In order to compute the gradient for $W^{[2]}$, we have to use chain rule from calculus, which will give us as:
\[\frac{\partial \mathcal{L}}{\partial W^{[2]}} = \frac{\partial \mathcal{L}}{\partial a^{[3]}}\frac{\partial a^{[3]}}{\partial z^{[3]}}\frac{\partial z^{[3]}}{\partial a^{[2]}}\frac{\partial a^{[2]}}{\partial z^{[2]}}\frac{\partial z^{[2]}}{\partial W^{[2]}}\]Note that each fraction shows the dependence between numerator and denominator.
Now, we can plug in each one:
\[\frac{\partial \mathcal{L}}{\partial W^{[2]}} = \underbrace{\frac{\partial \mathcal{L}}{\partial a^{[3]}}\frac{\partial a^{[3]}}{\partial z^{[3]}}}_{a^{[3]} - y}\underbrace{\frac{\partial z^{[3]}}{\partial a^{[2]}}}_{W^{[3]}}\underbrace{\frac{\partial a^{[2]}}{\partial z^{[2]}}}_{g^{\prime}(z^{[2]})}\underbrace{\frac{\partial z^{[2]}}{\partial W^{[2]}}}_{a^{[1]}}\]Traditionally, we need to use generalized Jacobian matrix for this calculation. If you are not familiar with this, you can check my post on math. However, we won’t do this here since generalized Jacobian matrix calculation will require a lot of memory. We have to work around it.
I do suggest to take a look at this post and this post for detailed explanation. Here, I just keep it simple to get:
\[\frac{\partial \mathcal{L}}{\partial W^{[2]}} = \underbrace{(a^{[3]}- y)}_{1\times 1}\underbrace{W^{[3]^T}}_{2\times 1}\odot\underbrace{g^{\prime}(z^{[2]})}_{2\times 1}\underbrace{a^{[1]}}_{1\times 3}\]where $\odot$ denotes element-wise product. What happens here, in short, is that the first term is scalar but $W^{[3]^T}\odot g^{\prime}(z^{[2]})$ this part is originally a generalized Jacobian matrix multiplication. However, since the activition function is per element, the generalized Jacobian matrix for $\frac{\partial a^{[2]}}{\partial z^{[2]}}$ is a 2 by 2 diagnoal matrix. And $\frac{\partial z^{[3]}}{\partial a^{[2]}}$ is actually a 1 by 2 vector. The matrix multiplication of the two can be calculated in another way which is element-wise product. Looking back to the architecture of the nerual network, we can see that the gradient of $W^{[3]}$ is back-propegated seperately to layer 2. So intuitively, the gradient should only affect them individually. That’s why we use element-wise product and the dimensions seems “wrong”.
For the last term, the reason that it is not a generalized Jacobian is that we can work around it by just getting the matrix as a result. More details can be found the linked posts above.

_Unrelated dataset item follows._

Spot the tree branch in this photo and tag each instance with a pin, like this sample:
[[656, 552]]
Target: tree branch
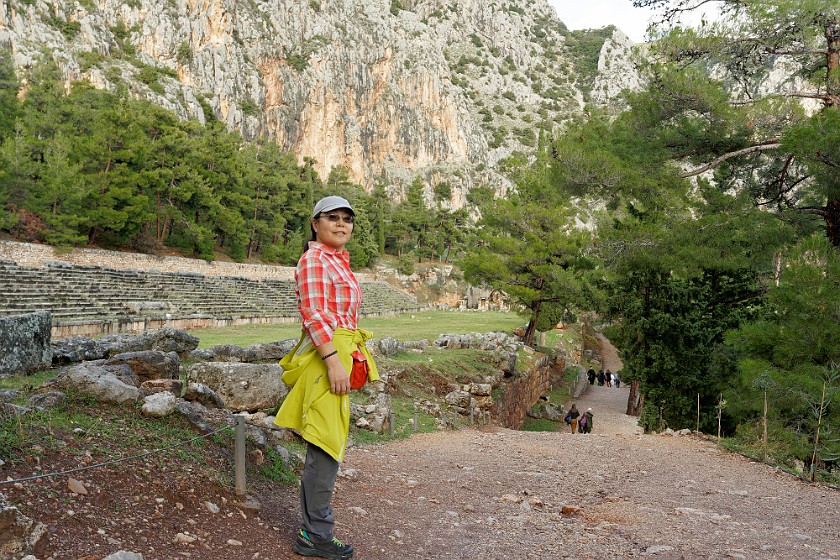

Now, we can use the gradient descent for updating:
\[W^{[\ell]} = W^{[\ell]} - \alpha\frac{J}{W^{[\ell]}}\]where J is the cost function defined as $J=\frac{1}{m}\sum\limits_{i=1}^m\mathcal{L}^i$.
Another popular optimization algorithm is called momentum. The update rule is:
\[\begin{cases} v_{dW^{[\ell]}} = \beta dW^{[\ell]} + (1-\beta)\frac{\partial J}{dW^{[\ell]}} \\ W^{[\ell]} = W^{[\ell]} - \alpha v_{dW^{[\ell]}}\\ \end{cases}\]This rule happens in two stages. The first one is to get the speed and the second is to use the speed to update it. This algorithm basically keeps track of all the past gradient and will help escape from saddle point.
3.3 Analyzing the Parameters
We have done all the components in the training process. If we have trained model which performs 94% on training dataset but only 60% in testing dataset, then there is an overfitting. The possible solutions are: collecting more data, employing regularization or making the model simpler/shallower. In this section, I am going to talk about regularization.
L2 Regularization
Let W donote all the parameters in the model. The L2 regularization adds another term to the cost function, which is called reluarizer:
\[\begin{align} J_{new} &= J_{old} + \frac{\lambda}{2}\lvert\lvert W \rvert\rvert^2 \\ &=J_{old} + \frac{\lambda}{2}\sum\limits_{i,j}\lvert W_{ij}\rvert^2\\ &=J_{old} + \frac{\lambda}{2}W^TW \end{align}\]where $\lambda$ is an arbitrary value. If it is large, it means a parge penalty and large regularization. Then, the update rule has also changed to:
\[\begin{align} W &= W - \alpha\frac{\partial J}{\partial W} - \alpha\frac{\lambda}{2}\frac{\partial W^TW}{\partial W}\\ &= (1-\alpha\lambda)W - \alpha\frac{\partial J}{\partial W} \end{align}\]This means that in updating, some penalties might be included in order to optimize the new J overall. Note that this penalty encourages parameters to be small in L2 magnitude. This is becuase larger magnitude of parameters results in larger varaince.
Parameter Sharing
Recall that logistic regression train each parameter for each pixel. However, for ball detection task, if the ball always appears in the center pixels in the training dataset, this might be a problem if a ball appears in a cornor in testing phase. This is because the wieghts on the cornor have never been trained with a ball in there so that the weights do not have that concepts in them.
To solve this, we have a new type of network structure called comvolutional neural networks. Instead of a vector of parameters, we use a matrix of vector, say size of 4 by 4. We take this matrix and slide it over the image. This can be shown below.
This matrix of parameters will take inner product with corresponding pixels in the image, which is a scalar. Then we slide matrix to the right and the bottom, which can be shown as:
Note that each matrix share the same weighs across the entire image.